Eric Garner anniversary
Protesters rally and speak out on the one-year anniversary of the death of Eric Garner in New York City. Reuters/Lucas Jackson

Family and friends commemorated the one-year anniversary of Eric Garner's death Friday in the Staten Island borough of New York City by releasing a dove near the street where he died last summer. Garner's daughter Legacy, 1, and her mother, Jewel Miller, joined about 50 other supporters outside the Bay Beauty Supply Store on Bay Street and chanted his last words, "I can't breathe," the New York Daily News reported.

“She knows her dad spiritually, but she's never going to know him physically," Garner's godsister Danielle said of Legacy, the Daily News reported.

Garner, 43, died July 17, 2014, after the arresting police officer, Daniel Pantaleo, placed him in a chokehold and other officers wrestled him to the ground for allegedly selling untaxed cigarettes. A bystander uploaded a video of the arrest, spurring national outrage over the police officers' treatment of Garner. In the footage, Garner was seen struggling with police, repeatedly gasping, “I can’t breathe.” Those words quickly became a mantra for protesters who rallied against a grand jury decision in December not to indict Pantaleo.
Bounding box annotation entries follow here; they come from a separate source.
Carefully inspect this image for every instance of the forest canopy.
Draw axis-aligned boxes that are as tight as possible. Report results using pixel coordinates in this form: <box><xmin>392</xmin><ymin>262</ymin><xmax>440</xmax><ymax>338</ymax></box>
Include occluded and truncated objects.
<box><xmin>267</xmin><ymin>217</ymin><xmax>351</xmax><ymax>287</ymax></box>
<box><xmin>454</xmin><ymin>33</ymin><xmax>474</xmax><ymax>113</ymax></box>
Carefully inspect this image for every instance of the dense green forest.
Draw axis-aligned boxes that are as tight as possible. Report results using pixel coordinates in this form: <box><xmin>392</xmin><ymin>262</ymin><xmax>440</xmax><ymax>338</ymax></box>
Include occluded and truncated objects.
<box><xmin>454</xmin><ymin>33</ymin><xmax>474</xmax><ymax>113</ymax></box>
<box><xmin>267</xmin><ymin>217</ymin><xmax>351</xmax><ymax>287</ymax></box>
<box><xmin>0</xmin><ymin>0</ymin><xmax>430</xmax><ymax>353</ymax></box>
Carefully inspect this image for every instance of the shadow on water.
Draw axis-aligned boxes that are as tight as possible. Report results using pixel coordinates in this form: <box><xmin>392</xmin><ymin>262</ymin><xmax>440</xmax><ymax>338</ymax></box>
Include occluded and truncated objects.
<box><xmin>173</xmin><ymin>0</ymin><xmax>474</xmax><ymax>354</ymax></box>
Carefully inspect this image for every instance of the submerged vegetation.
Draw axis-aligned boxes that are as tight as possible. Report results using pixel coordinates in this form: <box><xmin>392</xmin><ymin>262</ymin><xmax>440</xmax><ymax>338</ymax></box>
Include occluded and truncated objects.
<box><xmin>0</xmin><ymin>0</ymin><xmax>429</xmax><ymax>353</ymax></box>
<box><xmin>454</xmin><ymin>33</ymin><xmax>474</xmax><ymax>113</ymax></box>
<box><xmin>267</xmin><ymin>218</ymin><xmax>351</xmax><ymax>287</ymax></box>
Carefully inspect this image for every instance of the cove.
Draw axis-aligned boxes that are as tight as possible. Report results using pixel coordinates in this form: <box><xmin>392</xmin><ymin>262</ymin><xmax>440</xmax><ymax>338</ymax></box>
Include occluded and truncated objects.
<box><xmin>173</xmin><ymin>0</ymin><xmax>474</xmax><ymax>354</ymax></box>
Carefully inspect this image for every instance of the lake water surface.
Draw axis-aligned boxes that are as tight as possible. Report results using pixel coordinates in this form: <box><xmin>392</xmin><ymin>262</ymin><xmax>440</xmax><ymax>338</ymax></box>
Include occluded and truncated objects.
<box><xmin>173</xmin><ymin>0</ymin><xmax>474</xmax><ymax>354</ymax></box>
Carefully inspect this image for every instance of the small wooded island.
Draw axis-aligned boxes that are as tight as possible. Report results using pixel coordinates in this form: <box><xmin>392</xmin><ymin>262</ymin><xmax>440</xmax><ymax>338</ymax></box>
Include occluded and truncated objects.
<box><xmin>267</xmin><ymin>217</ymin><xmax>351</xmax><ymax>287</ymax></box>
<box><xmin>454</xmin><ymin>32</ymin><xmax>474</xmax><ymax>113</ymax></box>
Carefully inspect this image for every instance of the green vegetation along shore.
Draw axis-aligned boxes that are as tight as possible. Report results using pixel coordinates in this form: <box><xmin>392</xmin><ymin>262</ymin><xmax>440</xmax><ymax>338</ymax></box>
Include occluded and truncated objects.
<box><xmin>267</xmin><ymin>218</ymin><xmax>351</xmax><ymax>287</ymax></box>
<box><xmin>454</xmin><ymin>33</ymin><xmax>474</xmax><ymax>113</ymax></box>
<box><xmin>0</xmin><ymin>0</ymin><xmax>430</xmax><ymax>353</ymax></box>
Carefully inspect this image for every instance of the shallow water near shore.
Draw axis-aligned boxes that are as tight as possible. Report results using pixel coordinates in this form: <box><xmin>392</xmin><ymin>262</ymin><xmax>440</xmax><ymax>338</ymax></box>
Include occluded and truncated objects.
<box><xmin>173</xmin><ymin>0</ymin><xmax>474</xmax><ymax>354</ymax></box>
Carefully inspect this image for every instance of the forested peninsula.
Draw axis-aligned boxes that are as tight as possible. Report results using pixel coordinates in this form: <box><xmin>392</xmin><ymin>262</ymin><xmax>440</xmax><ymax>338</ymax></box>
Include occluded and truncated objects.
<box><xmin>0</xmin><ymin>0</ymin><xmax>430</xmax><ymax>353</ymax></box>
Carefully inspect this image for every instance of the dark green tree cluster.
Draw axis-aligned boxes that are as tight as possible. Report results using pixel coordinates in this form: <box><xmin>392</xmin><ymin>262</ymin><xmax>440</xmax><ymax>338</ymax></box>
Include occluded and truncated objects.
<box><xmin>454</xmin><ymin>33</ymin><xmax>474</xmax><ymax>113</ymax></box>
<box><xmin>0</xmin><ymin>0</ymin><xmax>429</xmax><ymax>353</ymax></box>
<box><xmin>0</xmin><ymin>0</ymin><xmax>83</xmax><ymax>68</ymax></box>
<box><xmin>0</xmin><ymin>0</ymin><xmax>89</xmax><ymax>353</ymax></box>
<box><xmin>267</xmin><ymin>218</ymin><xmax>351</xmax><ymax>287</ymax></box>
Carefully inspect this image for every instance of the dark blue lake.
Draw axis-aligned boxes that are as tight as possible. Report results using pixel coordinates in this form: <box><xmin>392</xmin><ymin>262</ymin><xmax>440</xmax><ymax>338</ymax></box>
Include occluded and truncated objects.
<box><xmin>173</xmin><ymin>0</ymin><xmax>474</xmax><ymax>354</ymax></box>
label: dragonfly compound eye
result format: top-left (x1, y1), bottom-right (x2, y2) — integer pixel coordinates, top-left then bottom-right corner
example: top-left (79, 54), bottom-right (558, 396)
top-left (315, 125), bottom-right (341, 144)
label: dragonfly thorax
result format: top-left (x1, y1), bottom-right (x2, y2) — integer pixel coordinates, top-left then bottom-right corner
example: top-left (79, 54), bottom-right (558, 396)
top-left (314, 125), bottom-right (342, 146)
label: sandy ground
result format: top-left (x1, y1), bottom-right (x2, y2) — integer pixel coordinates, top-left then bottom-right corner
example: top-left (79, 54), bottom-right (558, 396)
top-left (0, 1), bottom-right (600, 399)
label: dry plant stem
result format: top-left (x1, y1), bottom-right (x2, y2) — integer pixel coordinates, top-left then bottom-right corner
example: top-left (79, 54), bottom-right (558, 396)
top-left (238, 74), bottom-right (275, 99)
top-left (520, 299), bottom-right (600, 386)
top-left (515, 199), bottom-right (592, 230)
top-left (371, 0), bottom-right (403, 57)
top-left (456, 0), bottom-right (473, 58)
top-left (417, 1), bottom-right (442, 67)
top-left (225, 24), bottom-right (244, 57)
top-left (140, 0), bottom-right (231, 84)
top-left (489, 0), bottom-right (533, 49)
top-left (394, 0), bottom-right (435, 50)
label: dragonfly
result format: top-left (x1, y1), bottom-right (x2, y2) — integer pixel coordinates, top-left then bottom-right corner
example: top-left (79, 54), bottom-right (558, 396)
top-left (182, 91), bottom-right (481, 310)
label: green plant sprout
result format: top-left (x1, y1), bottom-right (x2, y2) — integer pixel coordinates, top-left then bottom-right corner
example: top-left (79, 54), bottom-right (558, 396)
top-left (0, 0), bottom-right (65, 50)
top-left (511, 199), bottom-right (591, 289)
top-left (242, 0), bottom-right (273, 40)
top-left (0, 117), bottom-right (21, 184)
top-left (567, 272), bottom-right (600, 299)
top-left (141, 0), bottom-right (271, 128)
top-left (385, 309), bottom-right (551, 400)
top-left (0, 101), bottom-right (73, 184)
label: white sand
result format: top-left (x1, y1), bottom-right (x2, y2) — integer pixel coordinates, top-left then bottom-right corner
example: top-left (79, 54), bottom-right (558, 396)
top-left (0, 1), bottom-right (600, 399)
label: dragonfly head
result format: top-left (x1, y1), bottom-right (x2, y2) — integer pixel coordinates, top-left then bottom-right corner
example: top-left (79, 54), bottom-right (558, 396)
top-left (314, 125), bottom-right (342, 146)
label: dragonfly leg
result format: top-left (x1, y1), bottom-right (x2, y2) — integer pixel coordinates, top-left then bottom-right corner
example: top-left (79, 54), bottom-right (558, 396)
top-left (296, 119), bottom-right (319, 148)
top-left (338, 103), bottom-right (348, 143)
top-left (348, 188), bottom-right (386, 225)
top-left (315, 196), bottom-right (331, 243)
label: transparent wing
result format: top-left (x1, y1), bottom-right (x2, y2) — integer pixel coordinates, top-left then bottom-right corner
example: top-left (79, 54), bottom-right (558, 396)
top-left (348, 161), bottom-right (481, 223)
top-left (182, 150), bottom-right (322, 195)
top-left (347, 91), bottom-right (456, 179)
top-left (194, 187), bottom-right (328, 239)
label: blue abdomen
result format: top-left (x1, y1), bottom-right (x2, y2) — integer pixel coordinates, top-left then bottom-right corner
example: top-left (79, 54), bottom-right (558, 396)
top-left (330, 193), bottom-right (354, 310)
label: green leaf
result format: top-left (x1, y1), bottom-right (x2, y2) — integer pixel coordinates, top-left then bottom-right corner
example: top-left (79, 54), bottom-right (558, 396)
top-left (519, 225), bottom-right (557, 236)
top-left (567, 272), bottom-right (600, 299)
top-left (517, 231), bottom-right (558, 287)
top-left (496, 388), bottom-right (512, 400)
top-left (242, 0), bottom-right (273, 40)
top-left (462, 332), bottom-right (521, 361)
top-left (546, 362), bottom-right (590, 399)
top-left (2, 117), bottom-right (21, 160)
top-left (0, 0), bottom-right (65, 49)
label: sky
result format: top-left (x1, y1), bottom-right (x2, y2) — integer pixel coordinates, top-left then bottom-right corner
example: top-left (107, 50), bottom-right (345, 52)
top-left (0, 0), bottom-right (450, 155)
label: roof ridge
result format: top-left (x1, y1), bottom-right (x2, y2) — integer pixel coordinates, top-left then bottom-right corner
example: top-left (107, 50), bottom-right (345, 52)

"Eric was anybody's best friend," Miller said Friday, the Daily News reported. "People he met and came across, he really showed love in the neighborhood. He was really a good man. I'm going to miss him."

The people who attended the commemoration wore white T-shirts with a photo of Garner under the words “A Year Without Justice,” and children wore shirts that read “Black Lives Matter," the New York Times reported.

Those who could not attend the commemoration showed their support for Garner and his family on social media. Activists throughout the U.S., particularly in New York City, were vocal about reforms that still needed to be made in the police system.

Even movie stars and artists showed their support for Garner's commemoration by circulating a documentary about his death on Twitter.

The commemoration ceremony came just days after New York City reached a settlement with Garner's family. The city has agreed to pay $5.9 million in resolution of a claim over his death at the hands of New York Police Department officers last July, a lawyer representing the family told the New York Times. In October, Garner’s family filed a notice of claim to sue the city for $75 million, alleging negligence and carelessness by the police, which resulted in his death, according to New York's WNBC-TV.

Other events scheduled for Friday include:

• A 5:30 p.m. march beginning at Columbus Circle in Manhattan.

• A 5:30 p.m. vigil led by Assemblyman Michael Blake of the Bronx outside his office at 780 Concourse Village West.

• A 7 p.m. memorial at the House of the Lord Pentecostal Church at 415 Atlantic Ave. in Brooklyn.

• A 7:30 p.m. memorial at Canaan Baptist Church of Christ at 116th Street and Lenox Avenue in Harlem.

In addition, the Rev. Al Sharpton will hold a rally Saturday outside the federal courthouse in Brooklyn.